Steve Clemons, author of the fine new blog “The Washington Note”:http://www.thewashingtonnote.com/, makes a “strong case”:http://www.thewashingtonnote.com/archives/000023.html that Democrats are wrong to criticize Bush’s military realignment plan, on both grounds of substance and campaign strategy. Certainly there are grounds for complaint due to the unilateral way it was conducted, but overall he thinks it’s a good idea. He also argues that the focus on East Asian troops should be on Japan and Okinawa more than South Korea.

Go ahead and read his piece for more details; I bring it up because it reminded me of how I once liked Donald Rumsfeld.
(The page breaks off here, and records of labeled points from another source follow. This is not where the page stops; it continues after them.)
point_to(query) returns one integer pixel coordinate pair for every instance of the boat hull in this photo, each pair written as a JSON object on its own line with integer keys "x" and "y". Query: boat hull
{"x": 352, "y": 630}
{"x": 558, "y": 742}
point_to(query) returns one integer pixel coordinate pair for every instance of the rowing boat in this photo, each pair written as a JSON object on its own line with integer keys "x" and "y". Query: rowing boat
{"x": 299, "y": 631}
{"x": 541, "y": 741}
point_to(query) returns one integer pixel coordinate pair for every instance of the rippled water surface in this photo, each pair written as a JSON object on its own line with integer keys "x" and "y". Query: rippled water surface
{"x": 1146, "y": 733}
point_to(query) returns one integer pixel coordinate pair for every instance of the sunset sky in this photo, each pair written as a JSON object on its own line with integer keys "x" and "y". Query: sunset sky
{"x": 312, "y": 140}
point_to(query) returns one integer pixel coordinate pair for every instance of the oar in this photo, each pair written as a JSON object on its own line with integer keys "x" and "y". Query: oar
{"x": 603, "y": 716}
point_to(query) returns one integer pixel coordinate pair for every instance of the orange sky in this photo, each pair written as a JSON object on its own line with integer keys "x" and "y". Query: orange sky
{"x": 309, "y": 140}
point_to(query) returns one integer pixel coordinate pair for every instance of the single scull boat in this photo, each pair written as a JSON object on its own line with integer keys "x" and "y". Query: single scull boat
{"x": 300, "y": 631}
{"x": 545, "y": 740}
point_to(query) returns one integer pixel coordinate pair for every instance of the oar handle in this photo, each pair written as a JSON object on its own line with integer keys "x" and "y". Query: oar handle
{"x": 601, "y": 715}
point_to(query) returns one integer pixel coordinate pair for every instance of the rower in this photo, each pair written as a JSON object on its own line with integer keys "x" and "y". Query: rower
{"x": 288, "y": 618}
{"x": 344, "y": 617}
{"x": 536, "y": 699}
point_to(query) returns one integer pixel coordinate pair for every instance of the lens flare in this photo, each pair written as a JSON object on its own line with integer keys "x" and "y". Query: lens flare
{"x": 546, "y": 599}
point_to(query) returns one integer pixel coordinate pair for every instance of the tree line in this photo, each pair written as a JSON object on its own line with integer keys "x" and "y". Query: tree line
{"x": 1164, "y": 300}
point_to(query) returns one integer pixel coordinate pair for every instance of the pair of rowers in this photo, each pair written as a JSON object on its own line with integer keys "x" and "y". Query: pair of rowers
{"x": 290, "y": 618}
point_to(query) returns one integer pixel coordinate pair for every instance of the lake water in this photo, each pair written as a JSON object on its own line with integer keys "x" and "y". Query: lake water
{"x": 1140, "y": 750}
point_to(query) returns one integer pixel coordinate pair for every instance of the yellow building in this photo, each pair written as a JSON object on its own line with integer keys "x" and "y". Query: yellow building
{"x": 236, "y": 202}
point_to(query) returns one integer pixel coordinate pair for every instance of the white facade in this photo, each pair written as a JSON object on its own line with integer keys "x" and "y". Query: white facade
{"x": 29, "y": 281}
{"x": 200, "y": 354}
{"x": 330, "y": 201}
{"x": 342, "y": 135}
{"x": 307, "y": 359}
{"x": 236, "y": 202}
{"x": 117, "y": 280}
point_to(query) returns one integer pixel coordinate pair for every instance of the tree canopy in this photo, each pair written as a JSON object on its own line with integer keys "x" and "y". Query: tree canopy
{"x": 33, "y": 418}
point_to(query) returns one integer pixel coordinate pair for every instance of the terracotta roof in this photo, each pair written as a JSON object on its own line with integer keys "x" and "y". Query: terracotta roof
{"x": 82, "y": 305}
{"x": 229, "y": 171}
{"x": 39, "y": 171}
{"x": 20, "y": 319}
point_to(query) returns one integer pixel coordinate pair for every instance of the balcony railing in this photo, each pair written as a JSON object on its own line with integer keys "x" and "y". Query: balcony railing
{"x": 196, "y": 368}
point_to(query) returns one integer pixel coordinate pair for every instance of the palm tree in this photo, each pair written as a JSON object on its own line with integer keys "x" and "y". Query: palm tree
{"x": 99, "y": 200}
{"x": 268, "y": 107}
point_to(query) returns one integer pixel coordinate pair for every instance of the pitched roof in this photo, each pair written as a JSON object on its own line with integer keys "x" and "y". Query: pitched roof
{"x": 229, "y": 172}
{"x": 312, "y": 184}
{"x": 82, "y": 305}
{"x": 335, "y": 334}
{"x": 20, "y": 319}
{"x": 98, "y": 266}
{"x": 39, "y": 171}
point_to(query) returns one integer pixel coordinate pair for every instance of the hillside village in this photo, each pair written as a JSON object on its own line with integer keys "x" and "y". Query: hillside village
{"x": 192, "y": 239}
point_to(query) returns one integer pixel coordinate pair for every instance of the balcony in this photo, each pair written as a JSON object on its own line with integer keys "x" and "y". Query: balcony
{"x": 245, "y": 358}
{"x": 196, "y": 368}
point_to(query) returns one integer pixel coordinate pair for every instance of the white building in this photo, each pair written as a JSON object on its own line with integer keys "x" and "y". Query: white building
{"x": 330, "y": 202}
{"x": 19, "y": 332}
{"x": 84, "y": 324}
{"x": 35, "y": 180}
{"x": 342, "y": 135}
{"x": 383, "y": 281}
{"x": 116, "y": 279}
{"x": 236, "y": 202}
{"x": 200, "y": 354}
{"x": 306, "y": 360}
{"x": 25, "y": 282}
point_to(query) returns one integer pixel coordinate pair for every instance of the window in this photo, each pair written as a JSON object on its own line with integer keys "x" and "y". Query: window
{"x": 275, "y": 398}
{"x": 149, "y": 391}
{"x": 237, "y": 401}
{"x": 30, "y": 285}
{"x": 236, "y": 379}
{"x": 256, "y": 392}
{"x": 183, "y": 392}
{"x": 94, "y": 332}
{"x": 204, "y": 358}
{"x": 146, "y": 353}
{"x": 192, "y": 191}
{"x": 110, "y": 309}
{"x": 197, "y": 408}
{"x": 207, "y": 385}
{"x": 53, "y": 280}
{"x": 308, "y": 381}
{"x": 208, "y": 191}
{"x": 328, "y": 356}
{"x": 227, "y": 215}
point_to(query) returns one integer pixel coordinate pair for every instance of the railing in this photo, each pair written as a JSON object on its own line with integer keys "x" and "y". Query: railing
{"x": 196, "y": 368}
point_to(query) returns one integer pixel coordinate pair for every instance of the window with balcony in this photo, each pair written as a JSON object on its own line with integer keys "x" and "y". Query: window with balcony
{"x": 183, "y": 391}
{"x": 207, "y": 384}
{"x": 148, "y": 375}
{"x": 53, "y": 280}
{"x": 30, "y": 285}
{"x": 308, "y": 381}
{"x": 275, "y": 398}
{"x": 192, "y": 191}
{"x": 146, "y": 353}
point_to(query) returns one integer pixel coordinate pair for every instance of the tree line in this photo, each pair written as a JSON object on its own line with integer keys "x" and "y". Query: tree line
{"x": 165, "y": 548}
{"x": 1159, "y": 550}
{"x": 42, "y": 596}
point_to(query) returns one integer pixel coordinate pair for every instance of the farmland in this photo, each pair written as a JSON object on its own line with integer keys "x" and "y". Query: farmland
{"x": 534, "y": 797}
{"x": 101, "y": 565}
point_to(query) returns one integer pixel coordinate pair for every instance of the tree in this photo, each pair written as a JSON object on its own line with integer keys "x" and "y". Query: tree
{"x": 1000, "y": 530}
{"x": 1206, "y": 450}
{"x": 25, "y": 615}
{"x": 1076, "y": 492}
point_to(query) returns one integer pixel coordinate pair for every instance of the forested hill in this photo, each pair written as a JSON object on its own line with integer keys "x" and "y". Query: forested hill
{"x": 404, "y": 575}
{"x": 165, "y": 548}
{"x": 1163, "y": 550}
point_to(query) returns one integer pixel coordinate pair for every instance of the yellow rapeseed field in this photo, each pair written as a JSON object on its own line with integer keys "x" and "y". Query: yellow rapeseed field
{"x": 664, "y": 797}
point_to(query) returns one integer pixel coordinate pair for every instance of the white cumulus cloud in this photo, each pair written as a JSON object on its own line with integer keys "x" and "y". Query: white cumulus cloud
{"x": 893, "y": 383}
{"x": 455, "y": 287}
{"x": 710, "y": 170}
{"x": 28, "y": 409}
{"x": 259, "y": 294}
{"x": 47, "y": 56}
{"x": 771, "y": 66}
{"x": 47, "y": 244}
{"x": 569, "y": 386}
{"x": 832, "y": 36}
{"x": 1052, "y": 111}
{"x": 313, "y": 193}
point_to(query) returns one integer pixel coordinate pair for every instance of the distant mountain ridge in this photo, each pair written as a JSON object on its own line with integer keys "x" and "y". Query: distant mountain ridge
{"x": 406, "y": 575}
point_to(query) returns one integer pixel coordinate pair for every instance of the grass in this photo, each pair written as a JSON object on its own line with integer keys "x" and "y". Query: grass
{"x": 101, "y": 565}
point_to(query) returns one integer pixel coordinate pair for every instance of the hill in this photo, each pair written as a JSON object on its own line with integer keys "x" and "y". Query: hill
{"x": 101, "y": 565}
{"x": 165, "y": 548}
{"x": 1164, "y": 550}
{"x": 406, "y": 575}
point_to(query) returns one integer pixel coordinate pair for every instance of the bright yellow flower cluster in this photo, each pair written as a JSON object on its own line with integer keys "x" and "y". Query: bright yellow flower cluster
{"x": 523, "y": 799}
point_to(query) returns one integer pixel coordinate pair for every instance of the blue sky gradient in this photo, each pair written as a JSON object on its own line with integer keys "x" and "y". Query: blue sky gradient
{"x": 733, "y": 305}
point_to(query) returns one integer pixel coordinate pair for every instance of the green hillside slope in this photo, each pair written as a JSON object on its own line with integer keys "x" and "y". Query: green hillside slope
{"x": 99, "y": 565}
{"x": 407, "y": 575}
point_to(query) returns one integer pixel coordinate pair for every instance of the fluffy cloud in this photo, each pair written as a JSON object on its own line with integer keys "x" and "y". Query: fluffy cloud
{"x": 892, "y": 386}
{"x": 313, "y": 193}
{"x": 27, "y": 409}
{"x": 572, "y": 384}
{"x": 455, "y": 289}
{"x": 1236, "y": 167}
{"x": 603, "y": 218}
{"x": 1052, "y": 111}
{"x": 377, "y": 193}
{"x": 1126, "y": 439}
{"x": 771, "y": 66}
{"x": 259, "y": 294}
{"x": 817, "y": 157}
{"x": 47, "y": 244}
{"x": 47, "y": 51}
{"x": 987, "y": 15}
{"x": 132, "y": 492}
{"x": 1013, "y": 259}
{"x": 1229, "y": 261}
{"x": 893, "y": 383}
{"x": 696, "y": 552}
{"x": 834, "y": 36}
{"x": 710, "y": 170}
Bear with me. As with most of Bush’s cabinet appointments, I was disappointed with the choice of Rumsfeld at first, though I sympathized with his conviction that America should have a smaller, more agile military. It has been increasingly clear that a big part of Rumsfeld’s idea involves farming out as much as possible to private contractors, something _don’t_ agree with — but I’m definitely on board with the basic idea that a smaller, more mobile force is far preferable to the masses of troops and foreign bases that we have now.

After September 11, everyone in the Administration got a clean slate from me. Like everyone, I suppose, I wanted and needed our leaders to be strong and good at this time. And, in retrospect, they were neither. But there was a span of time in there, from the aftermath through the war in Afghanistan, where reporters really _would_ be asking Rumsfeld dumb questions, and his bluntness with them came off as refreshing. That’s when I liked him. Needless to say, it didn’t last.

Fast forward to the Iraq War. Rumsfeld’s OSD ignored both the recommendations of the “Future of Iraq Project”:http://www.theatlantic.com/doc/200401/fallows and his own generals and sent in enough troops to win the day but not to secure the peace. We’ve been dealing with the consequences ever since. It seems that part of the reason he insisted on a smaller force was to make some sort of point about how a leaner, meaner military could function. Me, I had taken it for granted that a smaller, more agile force would, by definition, not get into the business of invading other countries in the first place.

Just because the the whole “leaner, meaner” principle was tragically applied to the wrong situation — the full-scale occupation of another nation — isn’t a critique of the principle, but of its application. And just because Rumsfeld stands behind the principle doesn’t automatically make it wrong (though, granted, that’s seeming like a prudent default assumption). Similarly, even if Bush is announcing troop rollbacks with crass electoral timing, and without consultation with allies, it doesn’t mean that base realignment itself is a bad idea.

Kerry’s response to all this was more nuanced than Clark’s — as Clemons notes, Clark said that the proposal would “significantly undermine U.S. national security.” Kerry said that the proposal was presented at the wrong time and in the wrong way. It would have been better, though, to embrace the proposal and present clear statements on how to do it even better, rather than fall into the familiar campaign season pattern of automatic contrarianism.